The spectroscopy research of pathological part after PDT procedure showed the reduction of Ce6 fluorescent signal. The decrease of Ce6 fluorescent signal after PDT within the lesion area is explained by the partial destruction of PS molecules and a partial PS transformation into other forms. An exact value of the PS’s fluorescence intensity decrease cannot be calculated, because this value depends on the content of oxygen molecules and the PS localization in tumor cells (membrane, cytoplasm, and organelles).
In this study, the assessment of the PDT’s effectiveness of the head and neck malignant diseases was carried out by Ce6 photobleaching upon laser irradiation. The endoscopic fluorescent system allowed obtaining the images of the studied tissue in hard-to-reach places. FD for the assessment of the location of malignant tumors was carried out at the maximum accumulation of Ce6. A zone without pathology where no drug accumulation was visible by fluorescence was selected as normal tissue. The fluorescence of Ce6 was recorded in the 640–700 nm range, which includes the peak fluorescence of the drug. The drop of Ce6 concentration on the disease site to the values of normal tissue or slightly above normal was observed after therapy. According to the previous experience of clinical studies, it was found that the absence of fluorescence after the photodynamic treatment indicates a thrombosis of the tumor vascular network. This phenomenon is a good prognosis reflecting the quality of the therapy session. The location and nature of the tumor formation included in this studied group were based on several criteria: (1) inconvenient location of the tumor for standard surgical treatment, which would require radical surgery, significantly reducing the quality of patient life; (2) a limited number of surgical equipment thus preventing an effective treatment; (3) the high recurrence rates.
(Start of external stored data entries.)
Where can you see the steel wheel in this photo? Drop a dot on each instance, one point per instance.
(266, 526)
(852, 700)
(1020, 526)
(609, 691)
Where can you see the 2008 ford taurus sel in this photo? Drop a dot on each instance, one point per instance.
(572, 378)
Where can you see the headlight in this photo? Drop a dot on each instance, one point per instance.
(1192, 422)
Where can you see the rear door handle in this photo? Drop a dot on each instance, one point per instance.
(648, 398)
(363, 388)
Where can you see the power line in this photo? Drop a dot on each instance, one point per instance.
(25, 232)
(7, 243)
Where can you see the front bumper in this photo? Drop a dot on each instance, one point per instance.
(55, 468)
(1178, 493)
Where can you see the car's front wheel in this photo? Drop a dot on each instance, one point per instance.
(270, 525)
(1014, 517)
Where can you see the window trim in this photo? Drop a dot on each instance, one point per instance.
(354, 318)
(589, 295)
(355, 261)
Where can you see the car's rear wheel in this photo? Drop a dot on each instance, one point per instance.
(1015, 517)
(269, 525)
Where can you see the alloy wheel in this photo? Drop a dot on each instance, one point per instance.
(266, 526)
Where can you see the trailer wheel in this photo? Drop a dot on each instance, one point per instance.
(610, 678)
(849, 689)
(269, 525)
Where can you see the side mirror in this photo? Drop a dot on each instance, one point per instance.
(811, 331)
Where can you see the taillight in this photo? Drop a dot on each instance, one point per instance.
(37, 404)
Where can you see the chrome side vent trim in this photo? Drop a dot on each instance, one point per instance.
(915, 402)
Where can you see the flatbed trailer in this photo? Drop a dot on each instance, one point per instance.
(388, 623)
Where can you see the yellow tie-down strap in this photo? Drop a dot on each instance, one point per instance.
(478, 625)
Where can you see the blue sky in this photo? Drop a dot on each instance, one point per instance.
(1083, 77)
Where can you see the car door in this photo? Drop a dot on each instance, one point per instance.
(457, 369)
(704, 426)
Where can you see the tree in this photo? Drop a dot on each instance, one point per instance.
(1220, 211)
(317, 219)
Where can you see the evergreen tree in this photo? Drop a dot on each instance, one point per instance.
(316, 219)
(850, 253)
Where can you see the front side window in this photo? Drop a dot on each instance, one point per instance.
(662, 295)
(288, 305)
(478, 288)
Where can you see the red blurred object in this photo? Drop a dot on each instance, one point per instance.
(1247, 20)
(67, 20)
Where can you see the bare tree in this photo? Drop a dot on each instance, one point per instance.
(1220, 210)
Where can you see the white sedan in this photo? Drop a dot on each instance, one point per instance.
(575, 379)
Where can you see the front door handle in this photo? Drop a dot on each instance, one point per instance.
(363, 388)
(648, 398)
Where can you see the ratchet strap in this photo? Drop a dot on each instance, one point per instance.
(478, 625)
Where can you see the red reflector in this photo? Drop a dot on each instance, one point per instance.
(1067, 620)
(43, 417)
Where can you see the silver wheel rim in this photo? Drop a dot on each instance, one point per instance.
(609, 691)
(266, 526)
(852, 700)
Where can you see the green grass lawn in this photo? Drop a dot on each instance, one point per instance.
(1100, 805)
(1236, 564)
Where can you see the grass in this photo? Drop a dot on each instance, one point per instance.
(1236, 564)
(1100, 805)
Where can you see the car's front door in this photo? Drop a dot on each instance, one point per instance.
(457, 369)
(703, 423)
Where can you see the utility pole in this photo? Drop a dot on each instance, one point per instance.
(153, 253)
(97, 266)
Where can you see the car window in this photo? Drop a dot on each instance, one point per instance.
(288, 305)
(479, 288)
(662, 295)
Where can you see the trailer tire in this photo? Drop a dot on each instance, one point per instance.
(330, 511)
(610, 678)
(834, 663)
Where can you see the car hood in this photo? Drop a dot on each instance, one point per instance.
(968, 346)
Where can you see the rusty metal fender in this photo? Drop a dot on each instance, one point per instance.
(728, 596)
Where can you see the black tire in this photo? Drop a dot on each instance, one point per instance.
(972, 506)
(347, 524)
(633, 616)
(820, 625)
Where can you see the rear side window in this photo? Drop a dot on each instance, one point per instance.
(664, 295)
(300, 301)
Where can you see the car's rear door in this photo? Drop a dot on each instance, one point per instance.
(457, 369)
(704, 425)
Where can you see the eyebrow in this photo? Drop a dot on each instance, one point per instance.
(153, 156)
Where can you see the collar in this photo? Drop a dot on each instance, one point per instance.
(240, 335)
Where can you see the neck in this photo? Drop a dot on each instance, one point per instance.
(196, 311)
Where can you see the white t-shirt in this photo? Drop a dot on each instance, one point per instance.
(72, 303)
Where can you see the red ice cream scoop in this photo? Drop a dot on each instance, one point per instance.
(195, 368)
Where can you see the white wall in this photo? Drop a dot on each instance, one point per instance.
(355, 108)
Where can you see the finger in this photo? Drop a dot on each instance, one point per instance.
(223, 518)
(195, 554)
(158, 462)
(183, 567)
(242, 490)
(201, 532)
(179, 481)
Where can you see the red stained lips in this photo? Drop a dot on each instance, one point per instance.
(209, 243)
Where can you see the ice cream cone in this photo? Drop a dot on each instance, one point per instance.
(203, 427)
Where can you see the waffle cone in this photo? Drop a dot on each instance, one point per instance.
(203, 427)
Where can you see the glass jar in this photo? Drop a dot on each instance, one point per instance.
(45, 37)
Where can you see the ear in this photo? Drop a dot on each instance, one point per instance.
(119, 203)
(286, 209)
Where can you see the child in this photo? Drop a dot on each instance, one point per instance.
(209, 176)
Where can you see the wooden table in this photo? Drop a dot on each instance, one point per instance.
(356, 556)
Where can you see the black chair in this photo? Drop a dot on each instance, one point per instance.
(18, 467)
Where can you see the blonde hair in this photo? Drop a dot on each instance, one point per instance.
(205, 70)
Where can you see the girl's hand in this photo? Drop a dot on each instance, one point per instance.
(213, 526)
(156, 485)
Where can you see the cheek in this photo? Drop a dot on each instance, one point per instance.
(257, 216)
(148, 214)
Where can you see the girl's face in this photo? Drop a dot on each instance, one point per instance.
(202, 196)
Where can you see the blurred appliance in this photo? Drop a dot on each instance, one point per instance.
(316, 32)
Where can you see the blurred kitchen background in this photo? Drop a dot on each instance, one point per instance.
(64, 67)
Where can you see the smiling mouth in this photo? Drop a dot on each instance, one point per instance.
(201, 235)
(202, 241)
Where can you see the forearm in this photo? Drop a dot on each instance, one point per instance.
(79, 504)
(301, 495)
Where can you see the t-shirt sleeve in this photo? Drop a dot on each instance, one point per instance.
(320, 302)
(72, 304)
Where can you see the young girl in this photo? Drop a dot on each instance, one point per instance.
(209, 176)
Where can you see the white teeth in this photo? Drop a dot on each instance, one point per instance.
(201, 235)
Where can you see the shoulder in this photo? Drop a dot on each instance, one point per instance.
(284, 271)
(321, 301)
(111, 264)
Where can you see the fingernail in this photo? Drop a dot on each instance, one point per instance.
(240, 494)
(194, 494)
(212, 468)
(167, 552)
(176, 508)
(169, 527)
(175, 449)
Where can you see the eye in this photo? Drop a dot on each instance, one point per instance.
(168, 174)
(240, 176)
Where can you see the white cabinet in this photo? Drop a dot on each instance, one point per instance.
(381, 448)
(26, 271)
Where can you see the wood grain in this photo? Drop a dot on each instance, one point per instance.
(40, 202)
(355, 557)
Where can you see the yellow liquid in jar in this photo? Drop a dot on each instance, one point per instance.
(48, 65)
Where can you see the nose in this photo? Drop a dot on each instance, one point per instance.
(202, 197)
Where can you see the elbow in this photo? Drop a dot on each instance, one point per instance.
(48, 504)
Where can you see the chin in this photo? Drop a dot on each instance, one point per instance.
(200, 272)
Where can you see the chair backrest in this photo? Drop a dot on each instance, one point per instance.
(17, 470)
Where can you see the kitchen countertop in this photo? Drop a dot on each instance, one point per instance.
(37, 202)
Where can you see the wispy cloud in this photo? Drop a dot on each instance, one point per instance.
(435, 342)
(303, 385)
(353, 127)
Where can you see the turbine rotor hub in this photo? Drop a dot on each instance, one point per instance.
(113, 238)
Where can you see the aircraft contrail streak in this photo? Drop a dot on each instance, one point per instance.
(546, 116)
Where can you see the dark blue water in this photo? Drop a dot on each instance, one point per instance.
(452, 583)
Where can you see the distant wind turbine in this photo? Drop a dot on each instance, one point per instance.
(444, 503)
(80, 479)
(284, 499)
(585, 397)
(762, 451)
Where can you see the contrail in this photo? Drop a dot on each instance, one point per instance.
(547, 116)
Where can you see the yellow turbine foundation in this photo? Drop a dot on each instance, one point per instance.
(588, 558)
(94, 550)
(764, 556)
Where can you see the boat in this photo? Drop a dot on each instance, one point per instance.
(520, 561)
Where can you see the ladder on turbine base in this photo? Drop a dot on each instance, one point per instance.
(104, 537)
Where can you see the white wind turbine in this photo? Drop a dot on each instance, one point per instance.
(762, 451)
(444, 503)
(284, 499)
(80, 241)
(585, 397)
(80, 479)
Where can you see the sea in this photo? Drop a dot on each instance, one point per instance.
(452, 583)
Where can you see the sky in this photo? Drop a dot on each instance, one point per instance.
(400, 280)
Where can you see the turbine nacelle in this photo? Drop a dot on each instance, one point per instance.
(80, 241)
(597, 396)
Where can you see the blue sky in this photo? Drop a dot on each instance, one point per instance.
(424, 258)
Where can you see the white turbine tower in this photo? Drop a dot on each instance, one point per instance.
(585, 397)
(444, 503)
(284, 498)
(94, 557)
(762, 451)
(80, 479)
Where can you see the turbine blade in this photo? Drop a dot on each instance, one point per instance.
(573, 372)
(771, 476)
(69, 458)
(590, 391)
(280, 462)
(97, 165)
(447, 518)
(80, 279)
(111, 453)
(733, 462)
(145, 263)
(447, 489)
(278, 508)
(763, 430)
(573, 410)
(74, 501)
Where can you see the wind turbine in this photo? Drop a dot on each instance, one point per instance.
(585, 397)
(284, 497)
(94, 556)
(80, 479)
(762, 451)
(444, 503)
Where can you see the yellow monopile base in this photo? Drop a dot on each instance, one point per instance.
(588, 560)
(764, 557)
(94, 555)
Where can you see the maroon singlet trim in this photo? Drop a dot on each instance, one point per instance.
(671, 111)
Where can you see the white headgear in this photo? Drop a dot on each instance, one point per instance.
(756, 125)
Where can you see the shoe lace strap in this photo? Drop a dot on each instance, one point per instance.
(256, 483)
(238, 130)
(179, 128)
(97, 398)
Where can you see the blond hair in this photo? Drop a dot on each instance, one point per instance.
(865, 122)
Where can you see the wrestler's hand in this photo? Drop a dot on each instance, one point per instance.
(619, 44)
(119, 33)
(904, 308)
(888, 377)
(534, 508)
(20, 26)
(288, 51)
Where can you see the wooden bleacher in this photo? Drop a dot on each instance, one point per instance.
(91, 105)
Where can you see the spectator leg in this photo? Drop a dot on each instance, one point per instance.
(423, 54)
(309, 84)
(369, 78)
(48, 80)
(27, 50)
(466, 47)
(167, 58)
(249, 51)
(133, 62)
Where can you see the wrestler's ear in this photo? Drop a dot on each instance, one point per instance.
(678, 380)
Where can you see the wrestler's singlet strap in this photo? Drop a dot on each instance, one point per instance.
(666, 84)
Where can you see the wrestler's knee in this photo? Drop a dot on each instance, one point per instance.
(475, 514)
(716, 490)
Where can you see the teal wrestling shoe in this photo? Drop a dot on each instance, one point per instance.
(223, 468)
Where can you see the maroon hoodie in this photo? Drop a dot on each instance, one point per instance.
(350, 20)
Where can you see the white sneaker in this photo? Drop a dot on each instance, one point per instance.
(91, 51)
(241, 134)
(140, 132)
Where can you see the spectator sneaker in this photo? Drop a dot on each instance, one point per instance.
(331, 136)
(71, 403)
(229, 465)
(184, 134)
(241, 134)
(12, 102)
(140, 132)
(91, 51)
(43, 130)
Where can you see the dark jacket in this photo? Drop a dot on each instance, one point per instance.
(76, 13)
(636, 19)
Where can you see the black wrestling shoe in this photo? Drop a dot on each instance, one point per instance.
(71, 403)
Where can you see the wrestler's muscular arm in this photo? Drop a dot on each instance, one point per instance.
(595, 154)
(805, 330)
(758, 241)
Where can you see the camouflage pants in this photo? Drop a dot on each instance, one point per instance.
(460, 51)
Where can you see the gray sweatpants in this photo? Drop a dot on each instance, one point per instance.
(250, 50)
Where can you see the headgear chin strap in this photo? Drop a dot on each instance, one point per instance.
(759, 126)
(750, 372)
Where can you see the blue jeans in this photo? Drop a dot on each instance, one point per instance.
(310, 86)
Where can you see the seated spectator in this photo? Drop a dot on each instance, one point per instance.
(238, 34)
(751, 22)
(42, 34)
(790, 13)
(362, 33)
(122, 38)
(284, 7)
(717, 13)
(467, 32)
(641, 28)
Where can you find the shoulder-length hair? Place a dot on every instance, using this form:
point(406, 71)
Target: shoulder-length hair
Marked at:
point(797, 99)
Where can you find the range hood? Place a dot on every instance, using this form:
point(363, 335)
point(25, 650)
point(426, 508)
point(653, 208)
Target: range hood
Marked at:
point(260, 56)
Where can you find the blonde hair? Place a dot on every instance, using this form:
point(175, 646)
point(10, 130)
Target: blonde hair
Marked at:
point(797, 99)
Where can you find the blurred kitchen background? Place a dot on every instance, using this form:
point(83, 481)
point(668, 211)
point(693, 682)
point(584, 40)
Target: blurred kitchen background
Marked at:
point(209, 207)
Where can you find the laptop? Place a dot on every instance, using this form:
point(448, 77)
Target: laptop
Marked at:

The possibility of early diagnosis is a crucial factor for reduction of the high mortality rate of cancer diseases. The video system showed good results by the visualization of malignant tumors of the right side of the vocal cords, trachea, and lateral surface of the tongue and metastases of the parotid gland. The obtained results indicate that the use of PS with a corresponding fluence could be sufficient for the selective accumulation of the drug in pathological foci, which can be used for intraoperative exposure of PDT. The control of Ce6 in cancer cells allows evaluating the effectiveness of therapy intraoperatively by photobleaching immediately after PDT. Thus, oncologists enable immediately to make decisions for the successful treatment of head and neck cancer. Therefore, intraoperative fluorescence diagnostics allows determining a more precise location and boundaries of the tumor, increasing the efficiency of PDT, favorably affecting the survival median of patients with head and neck cancer without compromising of the quality of life.